Kai Ashante Wilson’s The Sorcerer of the Wildeeps and A Taste of Honey are set in the same world, but are doing two totally different things; they have different characters, are set in different places, and are telling stories in different shapes. About the only thing they have in common is that they’re excellent.
The Sorcerer of the Wildeeps is a kind of road novella: It follows a merchant caravan—and particularly its guards—as they go through a fantasy Africa, into the titular Wildeeps. The world-building is fascinating, because it feels mythic and numinous at first, but gradually becomes explicable (if still fantastic). That world-building and the great characters would be by themselves enough to make this a top-notch novella that should have been on award nominee lists. But what should have made it a winner is its use of language. Wilson is a stylist of the first order, with language deployed precisely and with great effect. The characters and the world-building both are expressed naturally just with stylistic choices instead of clumsy narration.

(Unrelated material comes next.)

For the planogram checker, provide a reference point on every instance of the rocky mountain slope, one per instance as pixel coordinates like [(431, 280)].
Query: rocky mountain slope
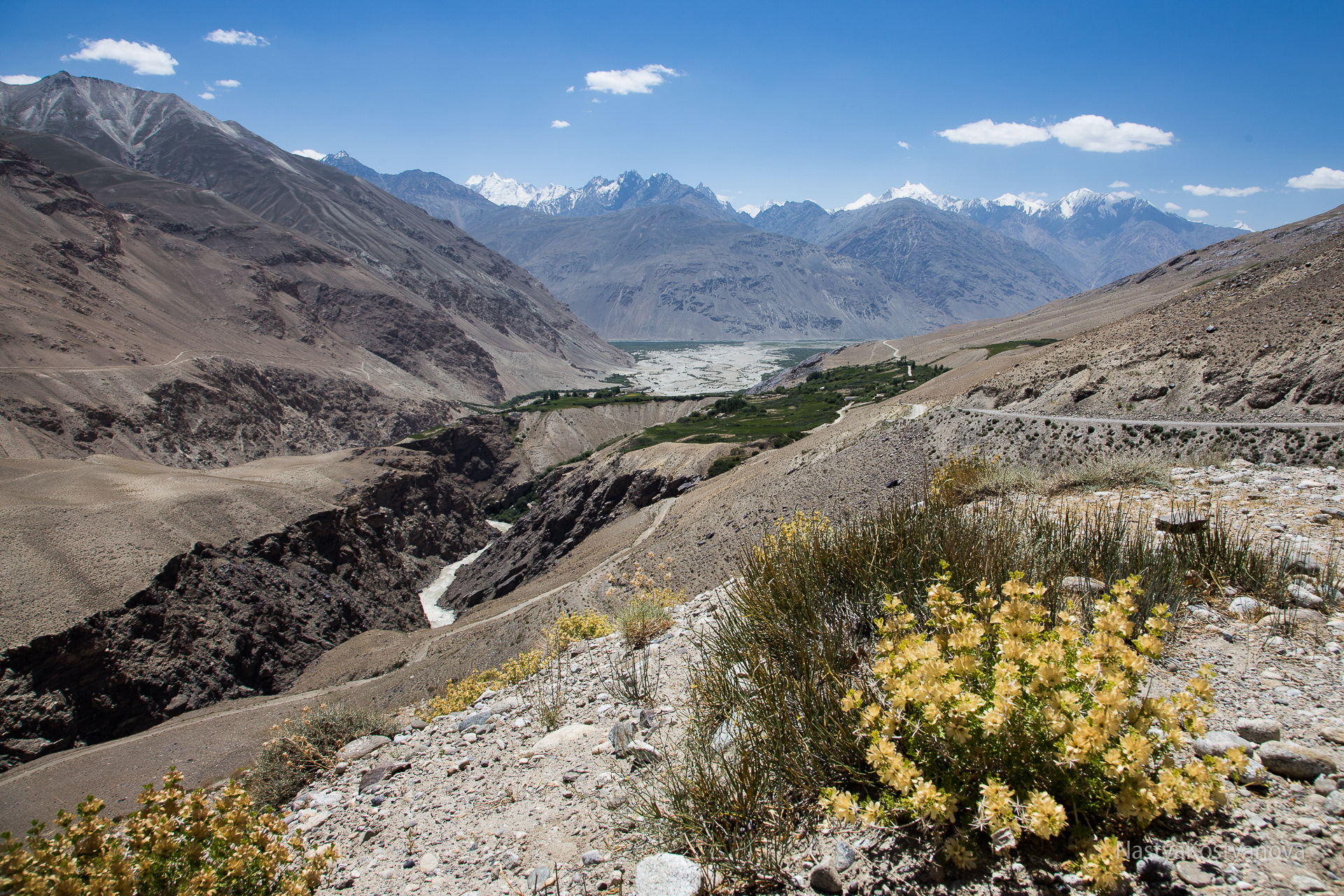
[(433, 277), (601, 197), (664, 273), (191, 332), (1093, 238), (430, 191), (1259, 335), (958, 266), (358, 535)]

That same literary sensibility is present in A Taste of Honey, but here’s in the service of a courtly romance, more or less—a high-placed royal cousin of a fantasy-African kingdom falls for a fantasy-Roman soldier, and then we trace the story through the days of their affair, and its aftermath. The non-linear format isn’t used just to be clever, it’s essential to making the story work. One weird thing about this story is that it has a forbidden, frowned-upon gay romance in it, and I actually had to look up when it was written (2016), because half the books I read these days have a matter-of-fact gay romance or two in them, which made this feel a little old-fashioned.
So yeah, unrelated stories, and you could honestly read either of them without reading the other. But why would you? They’re both excellent, and are both highly recommended.